Bürgermeisterin Christiane Meyer bekannte, dass die schönste Jahreszeit in der Fränkischen Schweiz dann gekommen sei, wenn die Obstbäume blühten. Rings um Ebermannstadt seien Streuobstwiesen fester Bestandteil der Kulturlandschaft.

Die Obstwiesen im Debert seien allerdings verschwunden. Ebenso die Obstdarre, die auf dem Areal des jetzigen Rathauses stand. Als die Obstdarren, die auch die Einwohner der umliegenden Ortschaften nutzten, abgerissen wurden, seien die Bürger auf die Barrikaden gegangen, zitierte Bürgermeisterin Christiane Meyer aus der Historie.
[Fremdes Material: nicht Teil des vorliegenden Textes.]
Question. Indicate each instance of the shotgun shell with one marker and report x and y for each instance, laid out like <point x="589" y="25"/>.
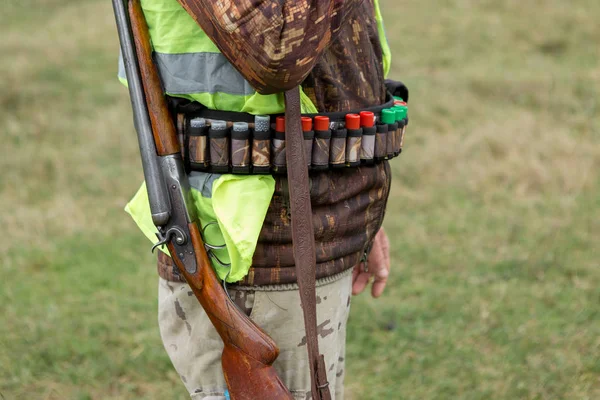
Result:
<point x="380" y="142"/>
<point x="320" y="150"/>
<point x="367" y="151"/>
<point x="261" y="145"/>
<point x="388" y="117"/>
<point x="219" y="146"/>
<point x="337" y="152"/>
<point x="240" y="148"/>
<point x="402" y="117"/>
<point x="197" y="153"/>
<point x="278" y="157"/>
<point x="354" y="140"/>
<point x="309" y="136"/>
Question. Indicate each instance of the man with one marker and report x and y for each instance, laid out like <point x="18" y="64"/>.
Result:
<point x="239" y="56"/>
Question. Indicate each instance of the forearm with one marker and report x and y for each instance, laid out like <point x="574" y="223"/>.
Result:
<point x="273" y="44"/>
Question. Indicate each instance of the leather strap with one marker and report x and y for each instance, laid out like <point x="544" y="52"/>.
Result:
<point x="303" y="240"/>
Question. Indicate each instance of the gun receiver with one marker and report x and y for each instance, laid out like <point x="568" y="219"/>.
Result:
<point x="248" y="352"/>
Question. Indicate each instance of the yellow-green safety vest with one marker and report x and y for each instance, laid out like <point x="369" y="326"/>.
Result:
<point x="192" y="67"/>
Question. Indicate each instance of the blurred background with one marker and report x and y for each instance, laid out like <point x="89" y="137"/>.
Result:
<point x="494" y="214"/>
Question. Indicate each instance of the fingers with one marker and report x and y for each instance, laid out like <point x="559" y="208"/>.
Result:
<point x="381" y="277"/>
<point x="380" y="262"/>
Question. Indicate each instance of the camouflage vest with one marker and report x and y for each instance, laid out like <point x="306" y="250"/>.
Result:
<point x="348" y="204"/>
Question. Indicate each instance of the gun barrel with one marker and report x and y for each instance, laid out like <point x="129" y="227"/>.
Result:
<point x="158" y="196"/>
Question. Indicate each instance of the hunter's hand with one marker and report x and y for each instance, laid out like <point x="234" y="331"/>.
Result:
<point x="378" y="267"/>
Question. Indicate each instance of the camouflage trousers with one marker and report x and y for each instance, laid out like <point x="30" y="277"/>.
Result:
<point x="195" y="347"/>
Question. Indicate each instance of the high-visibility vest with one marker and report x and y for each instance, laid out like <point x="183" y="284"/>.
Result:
<point x="192" y="67"/>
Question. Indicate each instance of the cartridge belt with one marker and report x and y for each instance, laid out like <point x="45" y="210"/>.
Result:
<point x="241" y="143"/>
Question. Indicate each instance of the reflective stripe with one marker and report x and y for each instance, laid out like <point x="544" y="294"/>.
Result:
<point x="191" y="73"/>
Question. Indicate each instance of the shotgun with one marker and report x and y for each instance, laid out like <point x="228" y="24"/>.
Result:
<point x="248" y="352"/>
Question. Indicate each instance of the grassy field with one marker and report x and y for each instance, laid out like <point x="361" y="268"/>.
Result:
<point x="494" y="215"/>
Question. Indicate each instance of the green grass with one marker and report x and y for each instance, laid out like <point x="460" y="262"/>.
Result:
<point x="494" y="215"/>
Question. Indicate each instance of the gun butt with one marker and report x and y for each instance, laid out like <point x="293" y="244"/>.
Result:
<point x="248" y="378"/>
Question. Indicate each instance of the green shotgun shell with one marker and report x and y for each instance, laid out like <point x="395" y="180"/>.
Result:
<point x="388" y="116"/>
<point x="401" y="112"/>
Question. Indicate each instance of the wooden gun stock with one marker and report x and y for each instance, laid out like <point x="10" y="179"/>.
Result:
<point x="248" y="352"/>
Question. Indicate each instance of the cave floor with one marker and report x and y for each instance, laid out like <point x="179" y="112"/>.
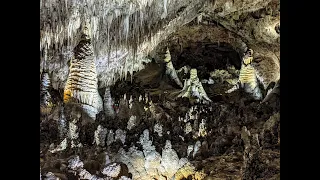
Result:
<point x="222" y="151"/>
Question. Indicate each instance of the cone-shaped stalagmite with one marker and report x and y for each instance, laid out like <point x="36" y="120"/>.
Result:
<point x="82" y="84"/>
<point x="193" y="89"/>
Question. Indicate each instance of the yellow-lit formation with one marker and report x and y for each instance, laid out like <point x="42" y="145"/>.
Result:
<point x="193" y="89"/>
<point x="247" y="78"/>
<point x="82" y="84"/>
<point x="46" y="104"/>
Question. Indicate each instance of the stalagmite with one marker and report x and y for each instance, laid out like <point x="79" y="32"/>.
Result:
<point x="193" y="89"/>
<point x="46" y="103"/>
<point x="108" y="104"/>
<point x="82" y="84"/>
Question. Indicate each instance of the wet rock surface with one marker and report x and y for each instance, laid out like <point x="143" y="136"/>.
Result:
<point x="232" y="137"/>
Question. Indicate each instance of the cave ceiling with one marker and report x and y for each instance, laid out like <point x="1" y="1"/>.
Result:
<point x="124" y="32"/>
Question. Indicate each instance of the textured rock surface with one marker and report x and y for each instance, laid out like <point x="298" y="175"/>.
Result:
<point x="143" y="132"/>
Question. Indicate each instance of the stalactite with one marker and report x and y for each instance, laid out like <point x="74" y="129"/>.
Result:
<point x="46" y="103"/>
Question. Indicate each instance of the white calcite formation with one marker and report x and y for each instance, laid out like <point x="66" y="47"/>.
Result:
<point x="132" y="122"/>
<point x="120" y="135"/>
<point x="100" y="135"/>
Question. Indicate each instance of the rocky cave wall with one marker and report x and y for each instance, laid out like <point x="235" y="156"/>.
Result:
<point x="152" y="136"/>
<point x="125" y="32"/>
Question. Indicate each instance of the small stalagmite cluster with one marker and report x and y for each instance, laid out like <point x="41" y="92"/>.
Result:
<point x="171" y="89"/>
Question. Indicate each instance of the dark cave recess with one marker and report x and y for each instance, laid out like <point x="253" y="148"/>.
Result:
<point x="205" y="56"/>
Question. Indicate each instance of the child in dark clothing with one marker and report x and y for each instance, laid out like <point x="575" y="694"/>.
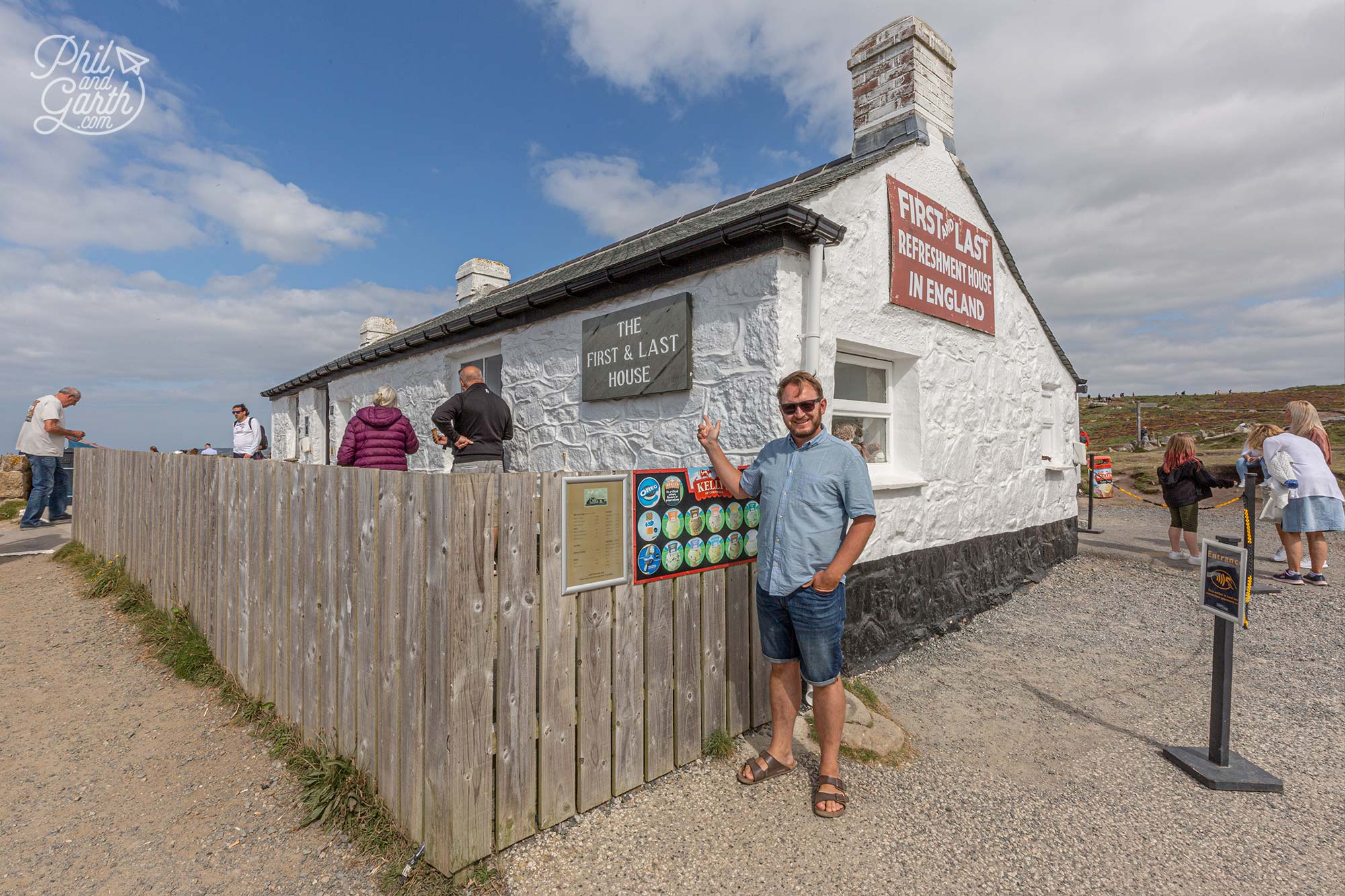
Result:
<point x="1186" y="482"/>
Wie sehr das Thema Obstanbau in Ebermannstadt verankert sei, zeige sich auch an der künstlerischen Darstellung des Marienbrunnens. Die Muttergottes trage nicht nur das Jesuskind auf dem Arm sondern auch eine goldene Kirsche. Lehrer und Pfarrer aus der Region hätten über Jahrhunderte hinweg in den Obstgärten robustere und weniger anfällige Obstsorten gezüchtet. Insbesondere das Kloster Weißenohe machte sich um die Versorgung der Bevölkerung mit gesundem Obst verdient.

Der Erhalt der Streuobstwiesen allein könne aber nur ein Anfang sein. "Es braucht auch die Bürger, die bereit sind, das heimische Obst zu konsumieren", betonte Meyer.